S: Does your role and company make for a parent-friendly career?

GM: There are some great up-sides to the job I do for my kids, who are now 17 and 21. They have met amazing people, seen lots of great stuff, hung out in art galleries and seen parts of the world that they might not otherwise have, had I not been forced to drag them along to work trips (an expensive but often necessary thing to do). Southbank Centre is parent-friendly in that many people here are parents and there is flexibility. But, on balance, my kind of job is really not parent friendly. You do normal office hours and then all the evenings and weekends on top. So, carving out family time is challenging, and even with my children much older now it's a hard balance to strike. I have rules inside my head about what I will and won't do, but they get broken. Sometimes I fantasise about 9 to 5!

S: (How) has your attitude to artists with families changed since you have become a parent?

GM: My admiration has increased!

S: Were you ever encouraged not to have children for the sake of your career?

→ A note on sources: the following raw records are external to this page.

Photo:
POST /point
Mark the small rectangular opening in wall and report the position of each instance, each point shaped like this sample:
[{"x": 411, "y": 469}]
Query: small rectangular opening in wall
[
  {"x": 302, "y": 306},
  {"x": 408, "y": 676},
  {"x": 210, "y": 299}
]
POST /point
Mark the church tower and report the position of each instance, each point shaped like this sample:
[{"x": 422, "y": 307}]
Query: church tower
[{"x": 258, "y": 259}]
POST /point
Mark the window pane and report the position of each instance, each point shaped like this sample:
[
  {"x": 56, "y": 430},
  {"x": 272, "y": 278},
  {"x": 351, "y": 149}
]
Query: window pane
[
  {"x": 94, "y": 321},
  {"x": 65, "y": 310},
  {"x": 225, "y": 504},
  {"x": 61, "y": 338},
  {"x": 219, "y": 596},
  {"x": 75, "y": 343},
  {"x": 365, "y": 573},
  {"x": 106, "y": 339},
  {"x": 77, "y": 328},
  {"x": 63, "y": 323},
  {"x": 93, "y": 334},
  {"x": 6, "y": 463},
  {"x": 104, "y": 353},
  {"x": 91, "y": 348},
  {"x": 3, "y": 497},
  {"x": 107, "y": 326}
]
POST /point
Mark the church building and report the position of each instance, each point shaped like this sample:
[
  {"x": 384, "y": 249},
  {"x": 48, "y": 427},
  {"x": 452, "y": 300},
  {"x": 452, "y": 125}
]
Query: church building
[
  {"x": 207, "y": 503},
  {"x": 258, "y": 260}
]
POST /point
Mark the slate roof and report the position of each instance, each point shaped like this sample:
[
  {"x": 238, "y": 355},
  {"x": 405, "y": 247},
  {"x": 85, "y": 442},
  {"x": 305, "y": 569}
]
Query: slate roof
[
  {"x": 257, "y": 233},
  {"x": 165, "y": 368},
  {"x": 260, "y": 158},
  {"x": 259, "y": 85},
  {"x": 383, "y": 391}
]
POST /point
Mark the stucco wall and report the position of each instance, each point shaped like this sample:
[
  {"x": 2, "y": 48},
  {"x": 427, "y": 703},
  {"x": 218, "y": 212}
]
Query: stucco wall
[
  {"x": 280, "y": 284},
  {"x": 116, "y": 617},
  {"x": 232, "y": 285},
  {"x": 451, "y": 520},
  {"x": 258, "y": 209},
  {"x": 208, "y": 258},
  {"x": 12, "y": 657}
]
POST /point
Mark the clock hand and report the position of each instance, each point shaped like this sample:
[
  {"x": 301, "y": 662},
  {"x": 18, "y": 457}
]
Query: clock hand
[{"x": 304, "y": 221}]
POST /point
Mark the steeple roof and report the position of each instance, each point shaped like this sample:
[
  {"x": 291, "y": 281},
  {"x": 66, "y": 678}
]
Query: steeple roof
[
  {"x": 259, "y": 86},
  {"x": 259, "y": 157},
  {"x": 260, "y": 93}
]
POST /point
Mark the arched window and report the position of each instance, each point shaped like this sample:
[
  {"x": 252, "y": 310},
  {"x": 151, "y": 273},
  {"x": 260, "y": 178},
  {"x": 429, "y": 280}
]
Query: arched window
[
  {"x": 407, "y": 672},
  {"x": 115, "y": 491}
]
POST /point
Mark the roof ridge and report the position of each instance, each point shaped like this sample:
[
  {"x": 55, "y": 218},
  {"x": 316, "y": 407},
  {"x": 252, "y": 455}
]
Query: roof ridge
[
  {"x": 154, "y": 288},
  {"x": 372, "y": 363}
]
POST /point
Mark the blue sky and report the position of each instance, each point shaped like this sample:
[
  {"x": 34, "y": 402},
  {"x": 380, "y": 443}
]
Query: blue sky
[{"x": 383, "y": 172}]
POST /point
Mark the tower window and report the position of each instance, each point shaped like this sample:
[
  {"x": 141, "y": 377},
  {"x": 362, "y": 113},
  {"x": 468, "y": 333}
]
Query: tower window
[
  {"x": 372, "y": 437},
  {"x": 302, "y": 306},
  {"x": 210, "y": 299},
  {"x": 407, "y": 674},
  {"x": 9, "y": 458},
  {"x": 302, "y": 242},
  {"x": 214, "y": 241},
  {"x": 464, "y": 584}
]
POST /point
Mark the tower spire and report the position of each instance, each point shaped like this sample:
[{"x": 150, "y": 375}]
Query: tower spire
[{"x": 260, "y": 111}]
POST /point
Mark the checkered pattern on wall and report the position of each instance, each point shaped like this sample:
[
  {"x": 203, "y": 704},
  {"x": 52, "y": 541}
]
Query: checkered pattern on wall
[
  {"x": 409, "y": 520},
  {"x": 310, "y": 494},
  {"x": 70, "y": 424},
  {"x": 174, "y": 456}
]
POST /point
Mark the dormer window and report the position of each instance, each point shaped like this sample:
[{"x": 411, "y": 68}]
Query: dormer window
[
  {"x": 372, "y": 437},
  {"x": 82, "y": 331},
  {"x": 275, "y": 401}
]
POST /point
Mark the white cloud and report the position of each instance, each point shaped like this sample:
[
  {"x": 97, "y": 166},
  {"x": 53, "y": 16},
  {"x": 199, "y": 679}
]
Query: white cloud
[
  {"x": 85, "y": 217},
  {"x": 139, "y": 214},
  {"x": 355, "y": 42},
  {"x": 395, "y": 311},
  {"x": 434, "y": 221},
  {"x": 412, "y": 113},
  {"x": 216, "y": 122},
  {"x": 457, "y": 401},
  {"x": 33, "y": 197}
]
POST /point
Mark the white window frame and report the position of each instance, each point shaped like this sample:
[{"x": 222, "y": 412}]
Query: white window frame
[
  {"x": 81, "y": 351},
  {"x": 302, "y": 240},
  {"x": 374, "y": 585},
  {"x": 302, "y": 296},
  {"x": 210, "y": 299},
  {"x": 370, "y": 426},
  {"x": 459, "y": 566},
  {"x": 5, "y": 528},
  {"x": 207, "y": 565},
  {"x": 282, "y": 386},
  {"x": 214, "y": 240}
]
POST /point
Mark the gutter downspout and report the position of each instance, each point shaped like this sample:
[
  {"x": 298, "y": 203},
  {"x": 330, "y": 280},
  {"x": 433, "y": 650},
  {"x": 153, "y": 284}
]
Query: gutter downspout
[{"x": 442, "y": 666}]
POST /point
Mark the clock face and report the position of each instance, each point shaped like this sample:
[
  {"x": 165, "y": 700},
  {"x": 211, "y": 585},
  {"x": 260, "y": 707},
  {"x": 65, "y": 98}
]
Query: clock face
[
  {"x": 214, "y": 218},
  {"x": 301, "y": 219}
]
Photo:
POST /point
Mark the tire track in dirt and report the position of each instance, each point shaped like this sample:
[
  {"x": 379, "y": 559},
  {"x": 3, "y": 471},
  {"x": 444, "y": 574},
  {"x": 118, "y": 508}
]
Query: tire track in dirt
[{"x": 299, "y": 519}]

GM: Yes. I received a surprising amount of 'advice', especially when I was about to have my second child. 'you will find it hard to do your job with two', 'how are you going to manage?'. I was quite surprised at the number of people who had an opinion!

S: What advice would you offer to anyone working in the classical music industry who is about to become a parent?

GM: Build networks of friends who are also musicians and parents. Build your children into your working life if and when you can. Never let anyone tell you you can't be a parent.